- Active: 1986–Present
- Country: United Kingdom
- Branch: Royal Air Force
- Role: Intelligence Gather and Analysing
- Size: Squadron
- Part of: Intelligence Reserve Wing
- Squadron HQ: RAF Waddington
- Mottos: (Latin): Florebo Quocumque Ferar (English): I will flower everywhere I am planted
- Engagements: Op Granby; Op Grapple; Op Telic; Op Herrick; Op Olympics;
- Website: 7006 SQUADRON RAUXAF

Commanders
- Honorary Air Commodore: Lady Moira Andrews

= No. 7006 Squadron RAuxAF =

No. 7006 Intelligence Squadron RAuxAF is a specialist intelligence unit of the Royal Air Force's reserve component, the Royal Auxiliary Air Force. Since 1997, the squadron has been the only dedicated reserve intelligence squadron in the RAF.

== Formation ==
In 1986, No. 7006 (Intelligence) Flight RAF was formed at RAF High Wycombe as a dedicated Royal Air Force Volunteer Reserve intelligence unit. The flight's initial role was to provide linguists tailored to the needs of the Cold War. At the time of formation, the new flight sat under Headquarters, RAF Volunteer Reserves along with Nos. 7010, 7630, and 7644 flights.
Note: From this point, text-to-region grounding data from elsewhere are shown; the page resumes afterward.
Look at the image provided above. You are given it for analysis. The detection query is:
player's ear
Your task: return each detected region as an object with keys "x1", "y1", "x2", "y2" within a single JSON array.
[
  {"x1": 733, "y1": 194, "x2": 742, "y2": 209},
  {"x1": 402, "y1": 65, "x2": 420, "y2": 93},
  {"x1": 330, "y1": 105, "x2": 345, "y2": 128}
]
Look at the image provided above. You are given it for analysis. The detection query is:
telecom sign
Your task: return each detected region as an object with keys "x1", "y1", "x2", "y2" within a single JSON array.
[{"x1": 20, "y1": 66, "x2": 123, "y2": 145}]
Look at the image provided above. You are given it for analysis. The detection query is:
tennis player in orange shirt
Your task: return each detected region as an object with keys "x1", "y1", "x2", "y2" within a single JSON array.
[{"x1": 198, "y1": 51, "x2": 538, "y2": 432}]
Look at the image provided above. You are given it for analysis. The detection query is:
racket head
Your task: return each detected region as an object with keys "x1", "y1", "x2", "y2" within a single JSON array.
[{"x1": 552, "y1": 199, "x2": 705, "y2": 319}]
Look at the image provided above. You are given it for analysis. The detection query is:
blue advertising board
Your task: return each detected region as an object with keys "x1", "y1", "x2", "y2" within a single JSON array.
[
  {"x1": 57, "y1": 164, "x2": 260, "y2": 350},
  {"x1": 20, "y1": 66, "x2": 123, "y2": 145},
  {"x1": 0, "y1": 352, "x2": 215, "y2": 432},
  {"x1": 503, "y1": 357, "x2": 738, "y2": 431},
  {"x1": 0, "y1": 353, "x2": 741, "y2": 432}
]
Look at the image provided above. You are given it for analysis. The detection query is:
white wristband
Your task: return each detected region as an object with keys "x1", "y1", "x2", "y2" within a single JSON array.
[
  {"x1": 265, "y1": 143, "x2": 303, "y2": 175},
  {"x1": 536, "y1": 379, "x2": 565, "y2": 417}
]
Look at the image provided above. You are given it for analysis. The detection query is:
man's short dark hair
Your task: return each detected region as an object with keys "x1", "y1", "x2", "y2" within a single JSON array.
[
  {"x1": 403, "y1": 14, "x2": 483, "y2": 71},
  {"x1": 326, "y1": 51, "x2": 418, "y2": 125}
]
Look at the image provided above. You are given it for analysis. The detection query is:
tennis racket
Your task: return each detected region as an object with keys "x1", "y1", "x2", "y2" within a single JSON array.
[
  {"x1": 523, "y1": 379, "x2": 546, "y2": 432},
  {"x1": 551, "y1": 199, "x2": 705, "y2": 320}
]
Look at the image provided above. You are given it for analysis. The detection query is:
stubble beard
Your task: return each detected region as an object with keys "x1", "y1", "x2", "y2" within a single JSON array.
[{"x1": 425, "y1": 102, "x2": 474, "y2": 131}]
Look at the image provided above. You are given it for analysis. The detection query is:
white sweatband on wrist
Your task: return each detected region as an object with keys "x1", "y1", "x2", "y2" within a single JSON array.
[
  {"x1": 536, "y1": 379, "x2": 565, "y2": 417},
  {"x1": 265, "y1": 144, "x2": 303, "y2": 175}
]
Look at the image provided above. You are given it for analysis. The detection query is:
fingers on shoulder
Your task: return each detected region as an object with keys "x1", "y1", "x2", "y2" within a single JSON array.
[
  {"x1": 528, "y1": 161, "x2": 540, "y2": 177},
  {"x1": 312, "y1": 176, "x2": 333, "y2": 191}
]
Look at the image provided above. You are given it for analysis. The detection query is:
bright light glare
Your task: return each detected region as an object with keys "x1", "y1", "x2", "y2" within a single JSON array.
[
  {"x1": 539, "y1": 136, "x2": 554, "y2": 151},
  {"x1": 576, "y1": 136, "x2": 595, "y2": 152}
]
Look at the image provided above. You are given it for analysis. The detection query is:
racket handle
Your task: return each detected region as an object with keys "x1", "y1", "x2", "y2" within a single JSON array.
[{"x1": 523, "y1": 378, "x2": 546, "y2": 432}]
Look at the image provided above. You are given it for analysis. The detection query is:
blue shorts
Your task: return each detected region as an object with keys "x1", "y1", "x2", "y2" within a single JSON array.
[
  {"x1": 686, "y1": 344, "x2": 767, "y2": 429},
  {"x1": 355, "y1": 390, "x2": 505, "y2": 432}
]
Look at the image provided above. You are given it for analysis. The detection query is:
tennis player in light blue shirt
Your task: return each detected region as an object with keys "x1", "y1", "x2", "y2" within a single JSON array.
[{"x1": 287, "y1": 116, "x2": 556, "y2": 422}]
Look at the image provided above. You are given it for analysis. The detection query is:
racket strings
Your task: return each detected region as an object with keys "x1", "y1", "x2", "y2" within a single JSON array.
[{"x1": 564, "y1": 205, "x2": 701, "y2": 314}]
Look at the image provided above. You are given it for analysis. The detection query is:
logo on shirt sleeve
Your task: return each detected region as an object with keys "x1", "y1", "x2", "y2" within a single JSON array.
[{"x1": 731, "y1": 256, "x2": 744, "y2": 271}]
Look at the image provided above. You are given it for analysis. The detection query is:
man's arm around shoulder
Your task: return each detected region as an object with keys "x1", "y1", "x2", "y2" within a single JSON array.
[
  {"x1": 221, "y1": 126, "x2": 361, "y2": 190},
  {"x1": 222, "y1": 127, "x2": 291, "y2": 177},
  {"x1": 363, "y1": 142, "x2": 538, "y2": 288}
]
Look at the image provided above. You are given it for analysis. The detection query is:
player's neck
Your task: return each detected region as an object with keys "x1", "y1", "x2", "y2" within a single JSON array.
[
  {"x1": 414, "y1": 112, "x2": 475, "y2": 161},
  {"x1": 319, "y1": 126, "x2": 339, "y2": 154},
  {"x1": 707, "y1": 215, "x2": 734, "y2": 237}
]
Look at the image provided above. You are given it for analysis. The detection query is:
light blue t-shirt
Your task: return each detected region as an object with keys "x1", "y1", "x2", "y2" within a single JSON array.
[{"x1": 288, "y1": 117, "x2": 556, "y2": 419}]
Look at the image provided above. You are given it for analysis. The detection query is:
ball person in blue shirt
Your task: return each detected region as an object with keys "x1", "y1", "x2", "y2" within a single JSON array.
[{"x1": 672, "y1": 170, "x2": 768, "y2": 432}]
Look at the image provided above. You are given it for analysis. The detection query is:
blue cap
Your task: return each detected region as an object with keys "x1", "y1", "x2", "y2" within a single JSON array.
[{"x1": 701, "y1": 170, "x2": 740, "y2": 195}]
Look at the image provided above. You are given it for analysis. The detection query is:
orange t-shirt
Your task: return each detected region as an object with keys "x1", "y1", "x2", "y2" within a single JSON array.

During the Gulf War, the flight deployed alongside 7644 (Public Relations) Flight, and 4624 (Movements) and 4626 (Aeromedical Evacuation) Squadrons.

In 1997, following the Front Line First reform, the Royal Air Force Volunteer Reserve was merged into the Royal Auxiliary Air Force, and the flight expanded to form No. 7006 Squadron RAuxAF. Sometime by 2021, the squadron was moved under command of the new Intelligence Reserve Wing sitting under No. 2 Group RAF, today based at RAF Waddington. In 2016, the squadron was based at RAF Cranwell

Today the squadron is based at RAF Waddington, with personnel serving at RAF Wyton, RAF High Wycombe, and RAF Digby. The squadron today is one of only three units providing intelligence support to the regular RAF. The squadron's title has also changed to become No. 7006 (Volunteer Reserves) Intelligence Squadron RAuxAF.